Ball, who is currently the senior director of the network’s climate campaign, says creation care includes efforts to protect the world’s poor from climate change, educating people on ways to reduce pollution, efforts to protect endangered species, reading the Bible and encouraging people to spend time in nature because God is revealed in nature.
Environmental activism among churches is growing, Ball says, and eventually it won’t be newsworthy.
Plattsburgh is already seeing what Ted Meskunas, Chair of the Unitarian Universalist Fellowship of Plattsburgh’s Green Sanctuary Committee calls a, “correlation between religious health and environmental health.”
Meskunas says that the UUFP is a congregation in which every person is important and has an equal place. The fellowship is committed to spiritual growth, he says, but “we don’t discount anyone’s beliefs.”
As chair of the UUFP’s Green Sanctuary Committee, Meskunas says he is part of the fellowship’s efforts to become certified as a green sanctuary, a status that is granted to Unitarian Universalist congregations that demonstrate a commitment to being stewards of the earth. These efforts include eliminating the use of paper cups and planting trees, he says.
Environmental issues are also popular among members of Plattsburgh’s Temple Beth Israel, a reform Jewish synagogue, Rabbi Andrew Goodman says.
“This congregation in particular is a very special group because most of the people, I would say probably 90 percent of the people, aren’t from this area originally…and they’ve chosen to come up here, and often it’s because of, or at least influenced by some of the beauty outdoors,” he says. “ So the fact that we are tucked in the Adirondacks, right on Lake Champlain, it tends to be a more natural minded group…so because of that we actually do have a very open minded, earth minded, environmental minded congregation.”
Goodman says that even beyond his congregation, environmentalism is deeply rooted in Jewish tradition.
“Judaism started out as an agrarian society, so there was an acute awareness of seasons, of growing [and] of food… because without being aware of how the earth works and without taking care of it, people wouldn’t eat for a year,” he says.

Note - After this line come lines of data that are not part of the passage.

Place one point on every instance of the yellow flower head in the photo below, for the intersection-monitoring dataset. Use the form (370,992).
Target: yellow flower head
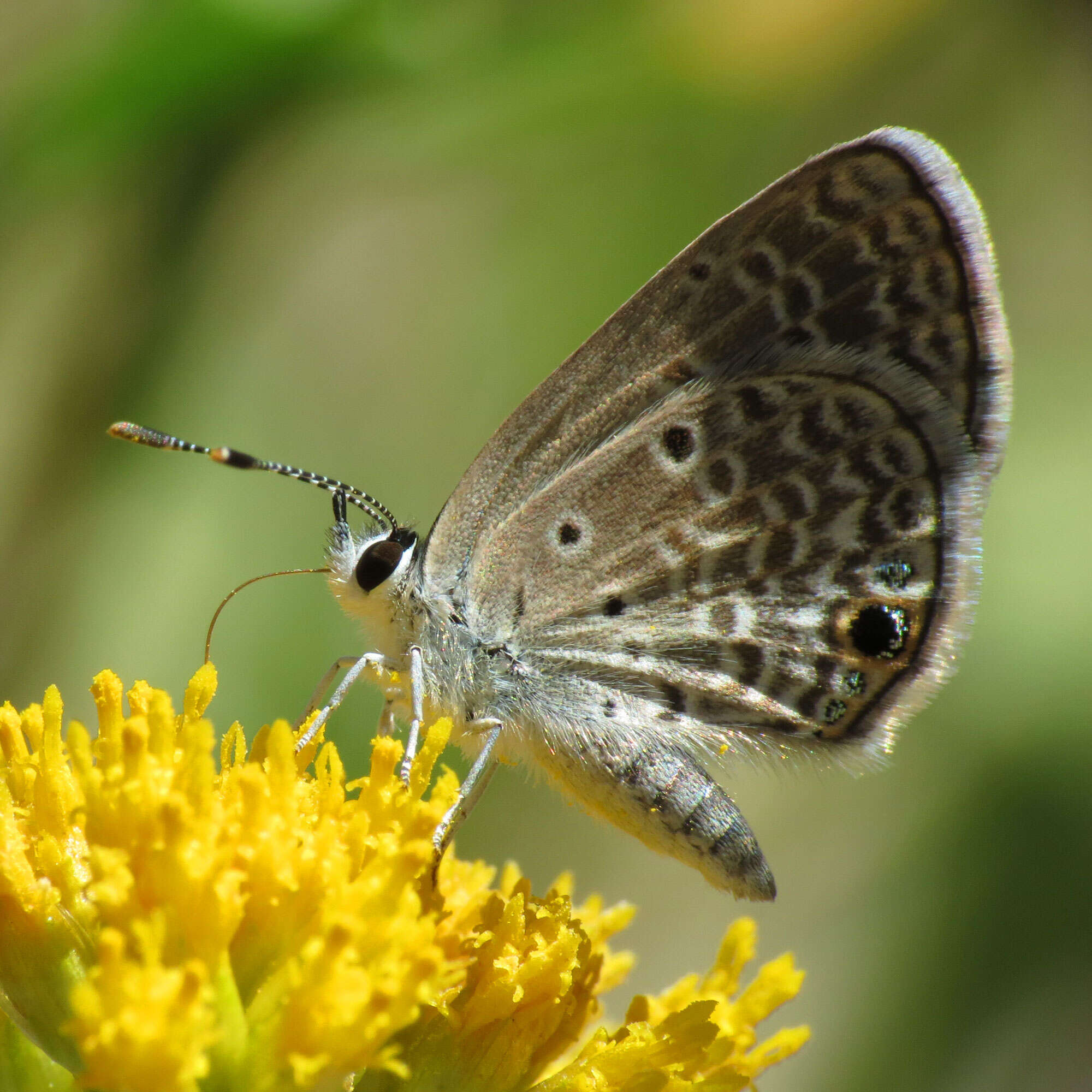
(167,927)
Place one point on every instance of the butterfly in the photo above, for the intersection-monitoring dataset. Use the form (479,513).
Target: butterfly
(744,518)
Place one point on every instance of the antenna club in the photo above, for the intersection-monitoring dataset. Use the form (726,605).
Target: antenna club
(232,458)
(151,437)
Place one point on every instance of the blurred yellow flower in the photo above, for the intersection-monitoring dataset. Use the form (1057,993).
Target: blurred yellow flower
(170,928)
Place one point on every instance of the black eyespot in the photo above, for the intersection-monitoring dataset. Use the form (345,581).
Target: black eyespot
(679,443)
(377,563)
(880,632)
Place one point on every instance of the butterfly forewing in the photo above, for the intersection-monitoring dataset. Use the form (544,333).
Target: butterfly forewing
(875,245)
(746,513)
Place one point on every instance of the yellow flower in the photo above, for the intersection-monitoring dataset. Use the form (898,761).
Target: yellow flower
(167,927)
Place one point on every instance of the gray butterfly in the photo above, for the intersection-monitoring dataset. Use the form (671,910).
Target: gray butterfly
(744,517)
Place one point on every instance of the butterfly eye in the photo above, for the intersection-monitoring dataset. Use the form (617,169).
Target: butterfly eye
(377,563)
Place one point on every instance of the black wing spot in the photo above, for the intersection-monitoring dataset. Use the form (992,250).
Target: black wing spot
(680,443)
(880,632)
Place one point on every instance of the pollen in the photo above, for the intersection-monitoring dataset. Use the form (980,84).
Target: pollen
(174,923)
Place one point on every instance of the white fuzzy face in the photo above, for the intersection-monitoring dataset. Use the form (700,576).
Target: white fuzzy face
(370,577)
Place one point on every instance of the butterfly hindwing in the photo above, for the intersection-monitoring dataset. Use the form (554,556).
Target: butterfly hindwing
(764,559)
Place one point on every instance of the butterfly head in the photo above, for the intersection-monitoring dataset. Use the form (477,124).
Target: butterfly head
(370,574)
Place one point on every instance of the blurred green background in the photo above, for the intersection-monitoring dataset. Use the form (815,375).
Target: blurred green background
(354,235)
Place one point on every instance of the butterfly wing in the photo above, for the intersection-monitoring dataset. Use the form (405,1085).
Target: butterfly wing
(877,245)
(746,512)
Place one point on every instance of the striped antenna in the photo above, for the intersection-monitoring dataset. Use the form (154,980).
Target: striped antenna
(153,438)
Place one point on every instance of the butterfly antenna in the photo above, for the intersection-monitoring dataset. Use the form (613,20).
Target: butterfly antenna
(153,438)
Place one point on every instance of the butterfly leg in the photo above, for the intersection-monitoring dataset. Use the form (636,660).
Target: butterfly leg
(340,664)
(357,668)
(472,789)
(418,705)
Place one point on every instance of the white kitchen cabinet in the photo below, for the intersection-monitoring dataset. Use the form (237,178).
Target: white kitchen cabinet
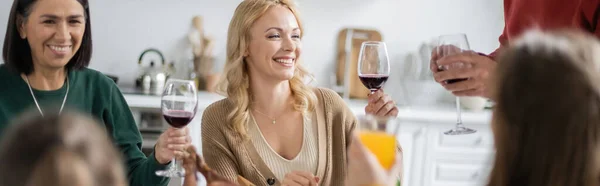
(430,157)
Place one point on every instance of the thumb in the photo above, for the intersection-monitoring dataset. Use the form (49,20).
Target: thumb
(396,170)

As for how this tradition translates into modern Jewish life, Goodman says he is currently focused on dietary issues from both an environmental and Jewish perspective. He recently taught a course offered to members of the congregation in which he discussed organic farming, the consumption of meat from animals that have been properly treated and the importance of supporting local farmers rather than large corporations.
Still, some religious groups are hesitant to devote too much time and energy to environmental issues. For example, Doug Kashorek, Minister of the Plattsburgh Church of Christ, a Christian church with no denomination, says that although it is important, “to be good stewards of the environment that God has made,” he says, “there’s a danger in actually worshiping the created things rather than the creator.”
While Kashorek is an advocate for recycling and says that his congregation participates in activities such as high-way cleanups, he also says, “any group that would put the environment above human needs, [such as groups that may be] stopping projects from going forward because they are afraid there’s a certain spotted owl or something like that,” may be focusing too much on God’s creations, rather than on God.
Goodman says Kashorek’s fear of false worship is not as much of a concern in Judaism. In tending the Earth, being socially responsible, striving for sustainability, making sure everyone has enough food, and striving for social justice, we are connecting ourselves to God, he says.
Meskunas seems to hold a similar view. “I see God in everything,” he says. “I don’t see that you can separate pieces and parts.”